Monday, April 26, 2010

Random Acts of Barn Quilting

Sunday, Anya Tyson of Pennsylvania sent along this photo of a barn quilt that she and some friends discovered on the property of a fabric shop in Addison, New York.

I love the color combination; many people stick with brighter colors for the sake of visibility, but this one is just perfect!

Of course, I had to check the map to see where Addison is, and Anya was correct in stating that there is no organized trail in the area.

But where there are barns and quilters, barn quilts seem to follow!

Thanks, Anya, for passing this along. Her blog:

By the way, I "borrowed" the title for this post from Anya's other blog, "Random Acts of Stitching." It was just too good to pass up!

Just a few more weeks before we hit the quilt trail again! I am ready to see some old friends and to make some new ones.

Saturday, April 17, 2010

A Kentucky Treasure

Earlier this week, I received an email from a quilter in Australia asking for information about the book; she mentioned that she would just love to create a Courthouse Steps barn quilt. I had already been pondering what to post this week, and I was inspired to share a story of a really beautiful barn quilt that I visited in Hardin County, Kentucky, last summer

For me, there is nothing better than a barn quilt that is a replica of a cloth quilt. And this quilt has quite a bit of history.
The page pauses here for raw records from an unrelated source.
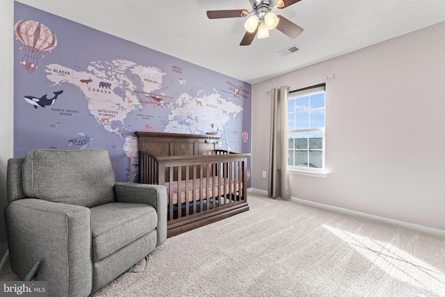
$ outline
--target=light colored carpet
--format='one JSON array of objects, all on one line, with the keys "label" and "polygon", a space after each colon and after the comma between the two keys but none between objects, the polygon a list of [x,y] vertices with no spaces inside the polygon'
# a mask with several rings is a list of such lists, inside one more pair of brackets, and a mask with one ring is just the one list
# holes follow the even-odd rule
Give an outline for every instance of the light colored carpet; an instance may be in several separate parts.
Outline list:
[{"label": "light colored carpet", "polygon": [[249,204],[94,296],[445,296],[444,237],[255,193]]}]

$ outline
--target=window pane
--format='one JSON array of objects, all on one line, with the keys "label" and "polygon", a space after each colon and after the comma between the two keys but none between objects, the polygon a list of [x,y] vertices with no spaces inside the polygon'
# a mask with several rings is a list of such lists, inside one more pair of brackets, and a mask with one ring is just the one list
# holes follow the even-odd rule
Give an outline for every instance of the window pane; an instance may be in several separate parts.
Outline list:
[{"label": "window pane", "polygon": [[323,149],[323,133],[309,132],[309,150]]},{"label": "window pane", "polygon": [[295,133],[295,148],[307,150],[307,132]]},{"label": "window pane", "polygon": [[323,168],[323,153],[321,150],[309,151],[309,164],[312,168]]},{"label": "window pane", "polygon": [[287,127],[288,129],[291,130],[293,130],[296,129],[296,120],[295,120],[295,113],[288,113],[287,114]]},{"label": "window pane", "polygon": [[296,150],[294,160],[295,166],[307,167],[307,151]]},{"label": "window pane", "polygon": [[289,133],[289,144],[288,144],[288,148],[289,150],[293,150],[295,147],[295,136],[293,135],[293,133]]},{"label": "window pane", "polygon": [[287,100],[287,111],[289,113],[295,111],[295,99],[289,99]]},{"label": "window pane", "polygon": [[293,150],[289,150],[289,159],[287,159],[287,165],[289,165],[289,166],[293,166],[293,161],[294,161]]},{"label": "window pane", "polygon": [[311,96],[311,109],[325,107],[325,93],[320,93]]},{"label": "window pane", "polygon": [[307,111],[309,109],[309,96],[300,97],[296,99],[296,111]]},{"label": "window pane", "polygon": [[310,111],[311,123],[309,128],[325,127],[325,110],[316,109]]},{"label": "window pane", "polygon": [[309,128],[309,113],[307,111],[296,113],[296,129]]}]

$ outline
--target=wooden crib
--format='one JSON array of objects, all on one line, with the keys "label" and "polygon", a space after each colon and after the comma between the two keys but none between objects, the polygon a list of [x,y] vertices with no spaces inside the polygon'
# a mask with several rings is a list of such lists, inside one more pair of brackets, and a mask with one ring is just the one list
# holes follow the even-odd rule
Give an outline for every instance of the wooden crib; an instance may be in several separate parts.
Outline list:
[{"label": "wooden crib", "polygon": [[[249,209],[248,158],[206,143],[218,136],[136,132],[139,179],[163,184],[168,195],[168,236]],[[207,141],[209,142],[209,141]]]}]

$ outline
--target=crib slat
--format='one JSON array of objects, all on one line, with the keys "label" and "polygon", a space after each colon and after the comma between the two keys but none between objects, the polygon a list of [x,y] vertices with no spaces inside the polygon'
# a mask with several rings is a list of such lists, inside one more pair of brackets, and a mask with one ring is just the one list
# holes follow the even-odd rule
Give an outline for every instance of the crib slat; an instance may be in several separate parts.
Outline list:
[{"label": "crib slat", "polygon": [[228,162],[227,178],[229,179],[229,202],[232,203],[232,162]]},{"label": "crib slat", "polygon": [[188,191],[190,191],[190,185],[188,184],[190,180],[190,166],[186,166],[186,216],[188,216],[190,214],[190,193]]},{"label": "crib slat", "polygon": [[200,165],[200,211],[202,211],[204,209],[204,195],[203,195],[203,183],[202,183],[202,175],[204,175],[203,167],[204,165]]},{"label": "crib slat", "polygon": [[218,206],[224,205],[224,196],[222,195],[224,190],[221,188],[223,184],[221,183],[221,163],[220,163],[218,164],[218,197],[220,202]]},{"label": "crib slat", "polygon": [[170,220],[173,220],[173,168],[169,167],[168,169],[169,172],[169,179],[168,179],[168,186],[169,186],[169,199],[170,199]]},{"label": "crib slat", "polygon": [[193,165],[193,180],[192,188],[193,188],[193,214],[196,214],[196,165]]},{"label": "crib slat", "polygon": [[[216,164],[212,164],[211,166],[211,178],[212,178],[212,182],[213,182],[213,191],[212,191],[212,198],[213,199],[211,200],[211,207],[213,208],[215,207],[216,205],[216,197],[218,197],[217,194],[218,193],[219,193],[219,191],[218,191],[218,193],[216,192],[216,189],[218,188],[216,188],[216,183],[215,182],[215,179],[216,178],[216,177],[215,176],[215,168],[216,167]],[[218,186],[219,186],[219,184],[218,184]]]},{"label": "crib slat", "polygon": [[182,166],[178,166],[178,218],[182,216],[182,188],[181,181],[182,180]]},{"label": "crib slat", "polygon": [[[210,209],[210,188],[209,188],[209,183],[210,182],[210,179],[209,177],[209,171],[210,171],[210,164],[206,164],[206,202],[207,204],[207,209]],[[201,198],[201,200],[202,200],[202,198]],[[202,210],[204,210],[204,202],[202,202]]]}]

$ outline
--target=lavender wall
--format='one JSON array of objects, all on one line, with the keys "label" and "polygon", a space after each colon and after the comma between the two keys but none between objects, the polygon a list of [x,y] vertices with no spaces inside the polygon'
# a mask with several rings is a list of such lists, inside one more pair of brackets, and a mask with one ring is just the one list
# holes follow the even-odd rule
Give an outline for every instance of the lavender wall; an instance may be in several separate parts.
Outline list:
[{"label": "lavender wall", "polygon": [[334,73],[327,177],[291,174],[292,196],[445,230],[444,33],[441,23],[254,85],[252,187],[267,189],[266,91]]},{"label": "lavender wall", "polygon": [[[1,3],[0,10],[0,90],[1,90],[1,109],[0,109],[0,261],[6,259],[6,230],[3,211],[6,206],[6,163],[13,156],[13,45],[14,38],[10,34],[13,29],[13,0]],[[0,263],[1,265],[3,262]],[[0,266],[0,269],[1,267]]]}]

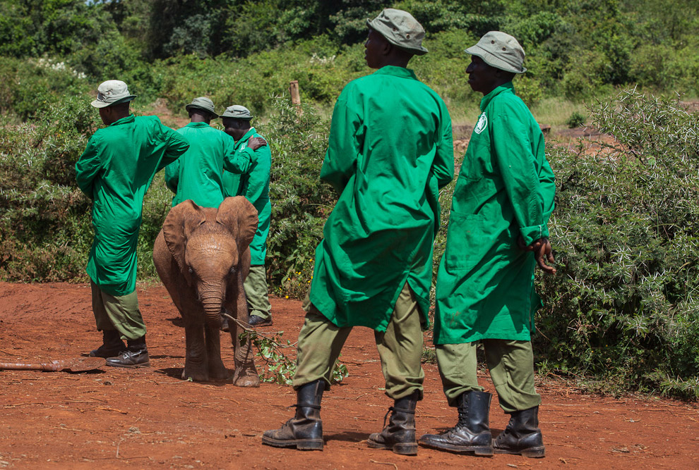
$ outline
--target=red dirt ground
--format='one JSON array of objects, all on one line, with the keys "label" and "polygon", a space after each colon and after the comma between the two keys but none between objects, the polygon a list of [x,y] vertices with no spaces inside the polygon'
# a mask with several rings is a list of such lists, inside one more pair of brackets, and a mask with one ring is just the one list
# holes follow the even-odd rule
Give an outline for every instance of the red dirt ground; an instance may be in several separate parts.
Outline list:
[{"label": "red dirt ground", "polygon": [[[323,452],[263,445],[261,435],[293,414],[289,387],[246,389],[179,378],[184,331],[165,290],[141,286],[153,367],[103,367],[90,373],[0,371],[0,469],[409,469],[486,467],[580,469],[699,468],[699,408],[667,400],[580,395],[540,381],[544,459],[460,456],[421,448],[417,457],[369,449],[392,404],[383,395],[372,332],[355,328],[341,357],[345,382],[327,392]],[[273,299],[275,324],[295,340],[301,303]],[[0,283],[0,361],[68,359],[98,345],[90,288],[74,284]],[[224,361],[233,364],[226,347]],[[419,435],[452,426],[436,367],[425,366]],[[482,385],[492,383],[484,376]],[[491,426],[506,418],[494,400]]]}]

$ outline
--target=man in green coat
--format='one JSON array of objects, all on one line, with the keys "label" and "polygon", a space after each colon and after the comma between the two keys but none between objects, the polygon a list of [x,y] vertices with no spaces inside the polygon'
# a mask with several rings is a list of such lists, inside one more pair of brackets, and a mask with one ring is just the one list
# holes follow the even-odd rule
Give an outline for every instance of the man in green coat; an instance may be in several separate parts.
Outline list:
[{"label": "man in green coat", "polygon": [[203,207],[218,207],[226,197],[224,169],[244,173],[255,156],[236,151],[233,139],[209,125],[218,118],[210,99],[195,98],[186,109],[191,122],[177,132],[189,142],[189,149],[165,168],[165,184],[175,193],[172,206],[191,199]]},{"label": "man in green coat", "polygon": [[[226,108],[221,115],[225,132],[235,140],[236,155],[253,156],[253,163],[246,171],[237,175],[223,174],[223,192],[229,196],[245,196],[257,209],[259,222],[255,237],[250,244],[250,273],[243,284],[248,301],[248,323],[251,326],[269,326],[272,324],[272,306],[267,287],[267,235],[270,231],[270,170],[272,154],[267,141],[251,127],[252,115],[245,106],[235,104]],[[224,329],[226,324],[224,325]]]},{"label": "man in green coat", "polygon": [[[539,125],[513,87],[515,75],[526,70],[519,43],[490,32],[466,52],[472,54],[469,85],[484,97],[454,190],[434,335],[444,392],[459,419],[446,433],[419,442],[479,455],[494,450],[544,457],[530,337],[541,304],[534,266],[556,271],[545,262],[554,261],[546,226],[554,173]],[[478,341],[500,405],[510,414],[494,441],[488,419],[491,395],[476,378]]]},{"label": "man in green coat", "polygon": [[320,404],[353,326],[374,330],[394,404],[369,447],[414,454],[422,399],[422,328],[427,325],[439,189],[454,175],[451,119],[432,89],[407,68],[424,30],[387,8],[368,22],[366,64],[337,99],[321,178],[340,193],[316,250],[308,312],[294,376],[296,416],[263,443],[322,449]]},{"label": "man in green coat", "polygon": [[134,117],[129,105],[135,97],[120,80],[100,85],[92,105],[107,127],[90,138],[76,163],[78,185],[92,200],[95,239],[87,271],[92,311],[103,336],[102,345],[90,355],[106,357],[108,366],[118,367],[150,364],[136,293],[143,197],[155,173],[189,147],[157,116]]}]

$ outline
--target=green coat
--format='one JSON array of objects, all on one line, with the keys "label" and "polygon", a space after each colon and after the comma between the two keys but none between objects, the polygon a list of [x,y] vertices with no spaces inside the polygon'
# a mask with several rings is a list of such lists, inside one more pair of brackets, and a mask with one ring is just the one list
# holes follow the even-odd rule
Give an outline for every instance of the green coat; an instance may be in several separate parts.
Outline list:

The Lincoln Museum located in Hodgenville, Kentucky is about three miles from Abraham Lincoln's birthplace on Sinking Spring Farm in Hardin County. The museum houses memorabilia related to the president and his life, but it also contains artifacts of historical significance to the era in which the president lived. The Courthouse Steps quilt donated to the museum by Hardin County resident Thelma Stewart Ford is one of the treasures of the collection.

The quilt was begun by Thelma’s great-grandmother, Elizabeth Smith, who was born in 1831, and completed by Thelma’s grandmother, Mary Nay Stewart. The heirloom passed to Thelma’s father, Berney, and then to Thelma, who was born in 1918.

Though quilts were made for everyday use, Thelma says, “I never recall seeing this one on a bed. From the time I was a child, we knew that it was a family treasure, and it had its own trunk.” The quilt square now has a prominent place on the barn where Thelma and her husband, Edward, farmed.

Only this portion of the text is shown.